Kosmetikfabrik Schwarzkopf
Später entstanden, 1928-30, und von Carl Mackensen entworfen, gibt es ein zweites Fabrikgebäude als Pendant: Das heutige „Kontorhaus“ in der Alboinstraße 36-42, ehemals errichtet und genutzt von der Fa. Schwarzkopf. Nicht ganz so „expressiv“, durch verschiedene Umbauten verändert, aber auch unter Denkmalschutz stehend, gehört es zu den Zeugnissen einer (Bau-) Epoche, als Funktionalität und repräsentativer Schmuck noch eine Einheit bildeten.

Der Turmaufbau, der 1936 ergänzt wurde, trug jahrzehntelang das Firmenlogo, die Silhouette eines Kopfes im Profil. Um den gestalterischen Eindruck zu erhalten, schmückt jetzt „olle Alboin“, der Langobardenkönig hoch zu Ross,  die leuchtende Fläche. Schade, dass Fa. Schwarzkopf selbst nach Aufgabe der Produktion am alten Standort kein Interesse mehr hatte. Ein kleines, feines Firmenmuseum wäre doch toll gewesen...

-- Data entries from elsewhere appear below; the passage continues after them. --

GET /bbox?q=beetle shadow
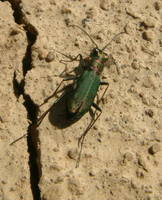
[48,84,80,129]
[46,58,86,129]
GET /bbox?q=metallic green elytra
[67,48,109,121]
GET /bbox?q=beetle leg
[108,54,121,75]
[98,83,109,104]
[92,103,102,112]
[76,103,103,167]
[88,106,99,122]
[59,53,85,78]
[76,110,102,167]
[76,82,110,167]
[59,63,81,79]
[39,79,64,106]
[100,81,109,85]
[37,88,70,127]
[60,53,83,63]
[37,104,54,127]
[89,108,95,119]
[59,53,91,77]
[40,75,79,107]
[37,79,67,126]
[10,134,28,145]
[94,82,109,104]
[63,76,79,81]
[37,76,78,126]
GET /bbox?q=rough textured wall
[0,0,162,200]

Die Firma Schwarzkopf selbst muss nicht extra vorgestellt werden: Wir alle, auch unsere Eltern und Großeltern, haben schon mal unsere Haare mit den vielfältigen Produkten gepflegt, denn die Fa. Schwarzkopf, die heute Bestandteil des Henkel-Konzerns ist und vor (fast) exakt 111 Jahren von Hans Schwarzkopf in Berlin-Charlottenburg gegründet wurde, am 28.1.1898, brachte das erste Pulver-Shampoo (1903) und das erste flüssige, alkalifreie Shampoo (1933) auf den Markt, das als Prototyp für heute noch gebräuchliche Shampoos gilt. Was wären die damals modern gewordenen Kurzhaarfrisuren für Frauen ohne die entsprechenden Pflegemittel gewesen?!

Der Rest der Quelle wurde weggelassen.